Monday, October 15, 2012

When Recipes Attack: Potluck Carmel Apples


 

Everyone who cooks knows that sometimes things go wrong in the kitchen.  Sometimes, we can figure out why.  "Oh yeah, I did leave out the salt."  Sometimes, the recipe we follow is at fault (I find mistakes in lots of online recipes).  Sometimes we don't know what happened.  I always try to salvage cooking mistakes, especially ones with expensive ingredients or ingredients I don't use a lot, but sometimes you can't.

Today was a day when I'm not sure what happened, but I managed to salvage it.  I wanted to make caramel apples for a potluck tomorrow.  I've made caramel apples before, but I saw a recipe on a blog that used maple syrup and sounded delicious.  Since I've made them before, I decided to try it and I didn't plan a back up recipe.  Big mistake!   Using a new recipe for a potluck is a bad idea.

Anyway, I followed the instructions and yum, it looked delicious, but I did kind of thing it used a lot of butter.  I didn't think it would ever come together, but it eventually did.


However, even after cooling for hours, this is what my apples looked like.


Nothing I would ever bring to a potluck.  Yuck!  It just never got thick enough.  I even put it in the fridge and it was still sloshy.  I sliced this one and ate it.  The caramel tasted divine.  I didn't want to throw it away (plus, I don't normally keep sugar or flour around, so I didn't have anything else to make without going to to the store). 

It was like this was destined to happen.  My mom just bought me a crockpot with three bowls (for dips) last month.  I hadn't even opened it yet.  Since the caramel was a great dip, I decided to crack that baby open and put caramel in two bowls and some warm water with a squirt bottle to drizzle chocolate in the other.
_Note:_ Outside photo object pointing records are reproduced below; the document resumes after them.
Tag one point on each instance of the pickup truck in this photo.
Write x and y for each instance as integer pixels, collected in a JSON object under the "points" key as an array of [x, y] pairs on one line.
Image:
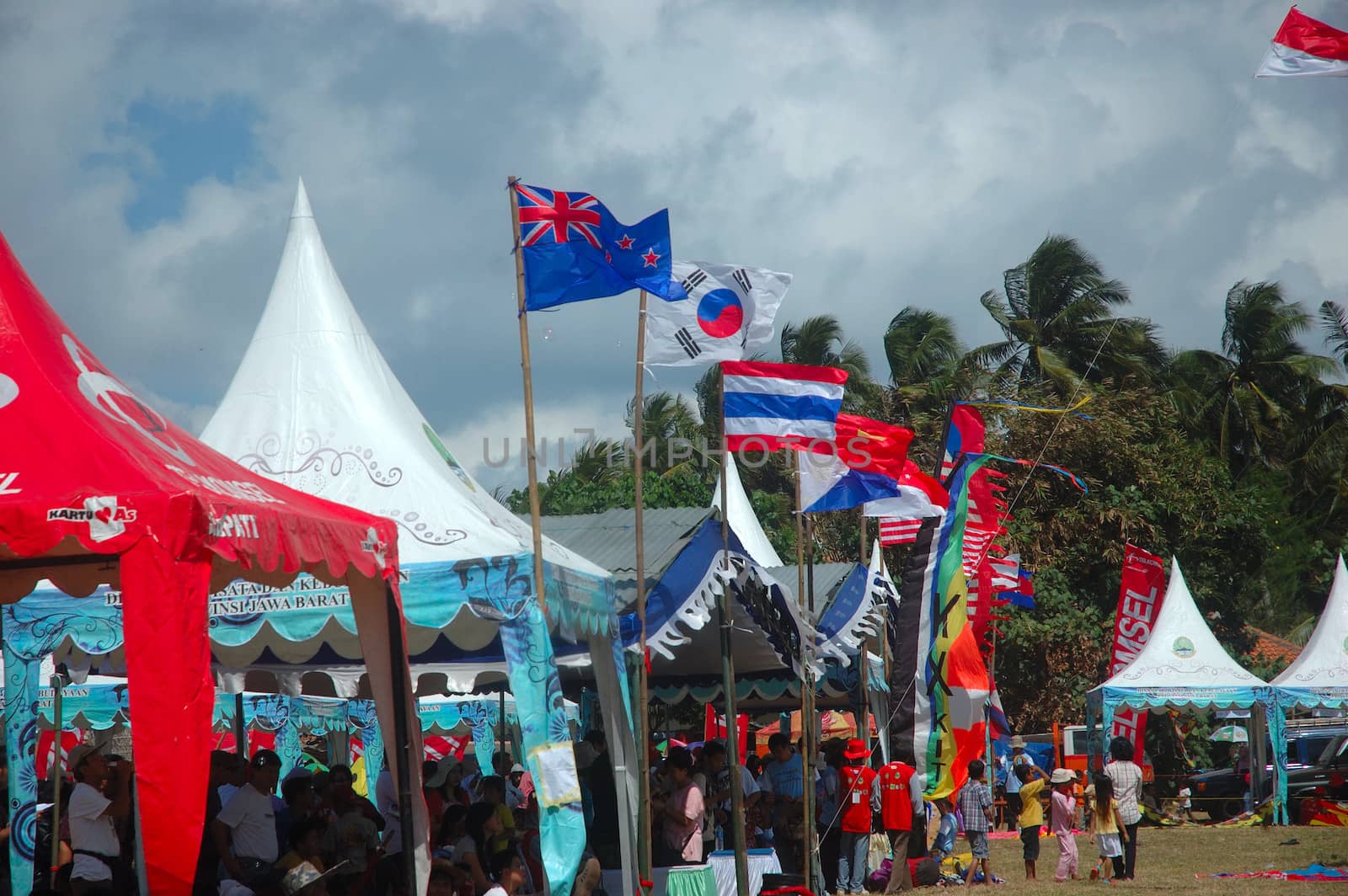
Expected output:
{"points": [[1222, 792]]}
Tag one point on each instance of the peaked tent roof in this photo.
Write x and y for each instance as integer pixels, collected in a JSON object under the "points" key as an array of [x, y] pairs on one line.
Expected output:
{"points": [[316, 406], [743, 519], [1324, 660], [98, 473], [1181, 651]]}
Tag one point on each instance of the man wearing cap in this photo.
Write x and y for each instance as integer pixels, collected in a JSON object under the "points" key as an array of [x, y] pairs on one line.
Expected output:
{"points": [[94, 840], [1013, 786], [246, 829], [901, 803], [505, 770], [858, 801]]}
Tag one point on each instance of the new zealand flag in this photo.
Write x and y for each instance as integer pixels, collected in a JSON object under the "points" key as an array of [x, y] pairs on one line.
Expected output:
{"points": [[576, 249]]}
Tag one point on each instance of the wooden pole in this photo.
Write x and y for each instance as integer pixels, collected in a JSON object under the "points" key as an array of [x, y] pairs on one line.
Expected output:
{"points": [[240, 729], [644, 839], [532, 451], [402, 739], [863, 707], [732, 729], [806, 691], [58, 682], [945, 437]]}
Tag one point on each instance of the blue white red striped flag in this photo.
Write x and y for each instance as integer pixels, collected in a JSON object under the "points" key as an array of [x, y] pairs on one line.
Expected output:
{"points": [[775, 406]]}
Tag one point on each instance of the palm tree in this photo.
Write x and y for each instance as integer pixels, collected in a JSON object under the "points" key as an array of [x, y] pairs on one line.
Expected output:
{"points": [[1057, 325], [921, 347], [927, 365], [1244, 397], [820, 341], [665, 418]]}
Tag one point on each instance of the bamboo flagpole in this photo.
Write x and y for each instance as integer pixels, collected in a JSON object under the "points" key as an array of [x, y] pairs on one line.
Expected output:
{"points": [[532, 451], [644, 835], [863, 705], [732, 729], [806, 693]]}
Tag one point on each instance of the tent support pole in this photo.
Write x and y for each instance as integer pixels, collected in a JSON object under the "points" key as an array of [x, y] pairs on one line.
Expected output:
{"points": [[57, 770], [732, 729], [402, 738], [526, 365], [863, 705], [644, 840], [240, 729], [806, 693]]}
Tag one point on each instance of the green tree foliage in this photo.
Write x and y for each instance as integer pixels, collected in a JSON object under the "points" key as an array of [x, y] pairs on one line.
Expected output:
{"points": [[1233, 460]]}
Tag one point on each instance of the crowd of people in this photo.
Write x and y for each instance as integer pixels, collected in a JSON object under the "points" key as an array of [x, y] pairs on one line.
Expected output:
{"points": [[853, 801], [312, 835]]}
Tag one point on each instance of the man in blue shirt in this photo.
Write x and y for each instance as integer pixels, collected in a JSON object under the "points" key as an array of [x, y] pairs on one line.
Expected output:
{"points": [[1013, 786], [784, 787]]}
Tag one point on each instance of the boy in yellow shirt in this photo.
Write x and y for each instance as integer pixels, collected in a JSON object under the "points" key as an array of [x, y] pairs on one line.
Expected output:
{"points": [[1031, 813]]}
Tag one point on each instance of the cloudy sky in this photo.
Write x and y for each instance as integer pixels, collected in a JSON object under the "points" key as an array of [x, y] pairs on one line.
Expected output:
{"points": [[886, 154]]}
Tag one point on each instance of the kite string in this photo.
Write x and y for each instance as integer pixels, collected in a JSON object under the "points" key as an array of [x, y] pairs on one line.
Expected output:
{"points": [[1044, 449]]}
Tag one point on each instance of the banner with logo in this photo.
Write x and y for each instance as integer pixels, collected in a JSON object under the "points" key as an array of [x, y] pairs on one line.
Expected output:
{"points": [[714, 728], [1141, 592]]}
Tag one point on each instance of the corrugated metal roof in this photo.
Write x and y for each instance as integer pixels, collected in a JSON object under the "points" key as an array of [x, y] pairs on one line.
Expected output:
{"points": [[610, 541]]}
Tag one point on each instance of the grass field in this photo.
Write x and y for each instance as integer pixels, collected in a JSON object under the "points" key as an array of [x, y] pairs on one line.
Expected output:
{"points": [[1168, 860]]}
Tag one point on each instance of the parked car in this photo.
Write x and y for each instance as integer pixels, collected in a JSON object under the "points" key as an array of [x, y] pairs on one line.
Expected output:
{"points": [[1314, 756]]}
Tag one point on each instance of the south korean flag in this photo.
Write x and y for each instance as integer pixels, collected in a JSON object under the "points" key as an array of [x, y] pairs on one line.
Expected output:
{"points": [[727, 316]]}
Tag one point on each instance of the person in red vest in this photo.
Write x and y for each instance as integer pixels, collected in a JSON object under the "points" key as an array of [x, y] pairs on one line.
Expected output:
{"points": [[901, 801], [858, 801]]}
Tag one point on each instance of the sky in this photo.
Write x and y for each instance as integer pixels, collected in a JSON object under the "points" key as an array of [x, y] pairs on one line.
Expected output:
{"points": [[885, 154]]}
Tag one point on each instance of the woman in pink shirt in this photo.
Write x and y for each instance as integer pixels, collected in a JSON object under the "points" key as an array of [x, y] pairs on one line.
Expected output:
{"points": [[1062, 813], [684, 808]]}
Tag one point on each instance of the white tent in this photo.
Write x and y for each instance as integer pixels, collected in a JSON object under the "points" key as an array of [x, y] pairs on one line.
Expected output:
{"points": [[1183, 655], [316, 406], [1324, 662], [1319, 677], [1183, 666]]}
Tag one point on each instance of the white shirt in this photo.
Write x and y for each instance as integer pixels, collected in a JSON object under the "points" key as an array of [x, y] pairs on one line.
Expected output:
{"points": [[92, 829], [463, 849], [253, 821], [386, 801]]}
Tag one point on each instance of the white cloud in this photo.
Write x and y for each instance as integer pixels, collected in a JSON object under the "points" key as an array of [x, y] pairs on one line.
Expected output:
{"points": [[880, 165], [491, 445]]}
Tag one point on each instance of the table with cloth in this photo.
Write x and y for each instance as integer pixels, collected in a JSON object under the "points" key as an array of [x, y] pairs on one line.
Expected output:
{"points": [[762, 861]]}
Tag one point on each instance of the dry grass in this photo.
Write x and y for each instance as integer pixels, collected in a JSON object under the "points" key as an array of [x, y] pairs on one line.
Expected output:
{"points": [[1169, 859]]}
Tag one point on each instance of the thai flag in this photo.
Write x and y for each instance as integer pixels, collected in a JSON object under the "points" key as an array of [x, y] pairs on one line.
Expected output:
{"points": [[775, 406]]}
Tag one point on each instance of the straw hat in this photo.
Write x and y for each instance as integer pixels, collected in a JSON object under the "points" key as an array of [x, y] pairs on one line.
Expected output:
{"points": [[1062, 776], [301, 876]]}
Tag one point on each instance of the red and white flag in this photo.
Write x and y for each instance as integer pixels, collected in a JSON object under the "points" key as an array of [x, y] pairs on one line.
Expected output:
{"points": [[1305, 47], [894, 531]]}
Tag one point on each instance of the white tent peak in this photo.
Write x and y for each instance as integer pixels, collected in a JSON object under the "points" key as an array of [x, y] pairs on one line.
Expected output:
{"points": [[1181, 651], [745, 523], [316, 406], [1324, 660], [302, 209]]}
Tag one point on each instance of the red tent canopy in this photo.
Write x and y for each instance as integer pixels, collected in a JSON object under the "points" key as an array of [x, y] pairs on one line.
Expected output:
{"points": [[99, 488]]}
I filled one of my fall bowls with peanuts and I was set.

The real problem with this idea is that the apples need to be sliced and sliced apples turn brown.  I think everyone knows the trick to squirt lemon juice (yucky flavor) or lime juice (better flavor) on them to prevent them from turning.  I use citric acid.  I can and make cheese, so I always have a little citric acid on hand.  It's a powder.  If you dissolved a teaspoon in a cup of water, you can just soak the apples that liquid for a minute or two and they won't brown for a few days, give or take.  In my experience, it works better than lemon or lime juice (the citric acid is what makes those citric fruits work too).  I think because I literally dunk the entire slice in it and I never really have enough lime juice to do that. Plus, I can't taste the citric acid on the apples at all.  If you lick the actual powder, it tastes like a lemon.  The use it sour candy for the sour flavor.